Kommentar geändert am 15.01.2019 um 14:22 Uhr

 Isaban schrieb daraufhin am 17.01.19:
Kaum guckt man mal einen Tag nicht richtig hin, schon - wumms - hat man sein Highlight des Dienstags verpasst!

Eine tolle Interpretation - und zudem eine, die meinen Intentionen über große Strecken hinweg sehr, sehr nahekommt. Ich gestehe, ich hatte beim Schreiben ein lebendiges Vorbild vor Augen, eines, das mit seinen eingeschliffenen Wegen so verbunden ist, dass es lieber mit Staub verschmilzt, als mal ein bisschen in Bewegung zu geraten. Und wenn sich zwei (oder mehr) Gleichgesinnte getroffen haben, dann kann aus der notgedrungenen Verschmelzung sogar sowas wie gegenseitige Anregung zum "Verstauben" entstehen - es kann ja schließlich nicht falsch sein, so zu verstauben, wenn es mehrere machen, gelle?

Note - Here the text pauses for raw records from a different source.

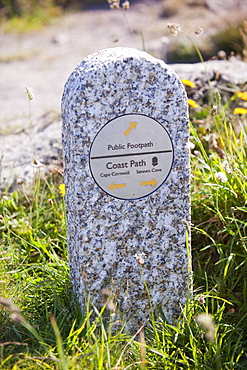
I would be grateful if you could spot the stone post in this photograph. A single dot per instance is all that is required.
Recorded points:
(127, 175)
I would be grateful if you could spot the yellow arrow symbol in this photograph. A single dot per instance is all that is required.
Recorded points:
(152, 182)
(132, 125)
(116, 186)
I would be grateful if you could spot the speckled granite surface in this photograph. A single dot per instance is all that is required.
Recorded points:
(111, 240)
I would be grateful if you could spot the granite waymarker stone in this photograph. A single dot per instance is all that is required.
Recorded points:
(126, 156)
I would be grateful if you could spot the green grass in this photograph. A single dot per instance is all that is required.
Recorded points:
(50, 332)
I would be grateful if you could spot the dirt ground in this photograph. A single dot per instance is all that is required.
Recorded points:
(44, 59)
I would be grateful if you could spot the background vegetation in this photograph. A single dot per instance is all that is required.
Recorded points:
(40, 323)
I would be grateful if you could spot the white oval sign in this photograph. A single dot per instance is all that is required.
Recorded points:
(131, 156)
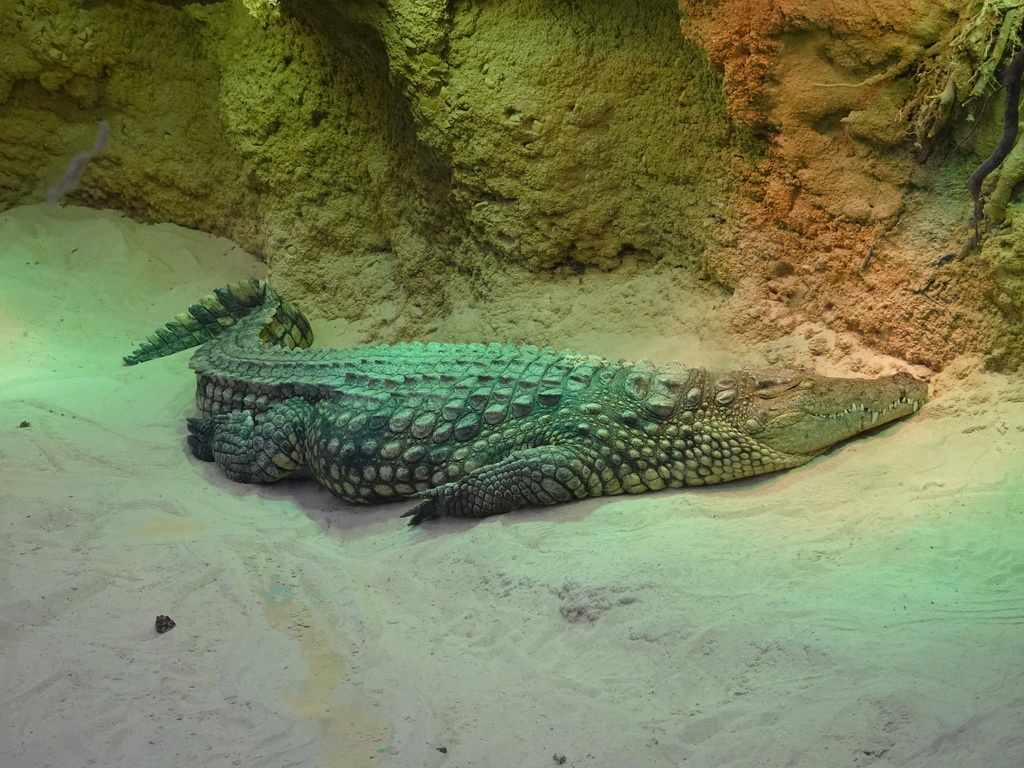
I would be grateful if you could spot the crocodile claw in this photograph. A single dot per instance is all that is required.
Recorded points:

Du kennst doch bestimmt den alten Beerdigungsspruch "Erde zu Erde, Asche zu Asche, Staub zu Staub", oder? Ich zweifle immer noch, ob es ein "verlorenes" oder ein "tolles" Gefühl sein muss, nichts als ein unkenntliches Partikelchen im großen Meer aus Staub zu sein. Ich will erst noch ein bisschen tanzen, bevor ich auf immer versinke, aber das ist eine sehr subjektive Entscheidung, mir liegt das chronische Stillelliegen nicht so. ;)

Liebe Grüße

Sabine

Ach ja, PS: Nein, es war nicht als Sonett geplant und sorry, nein, ich mag nicht auf diese Anregung des LI verzichten, vergönnen wir ihm doch zumindest den Eindruck, es wäre noch nicht so richtig tot, als wäre da noch irgendeine Entwicklung in eine aufregende Richtung drin, oder?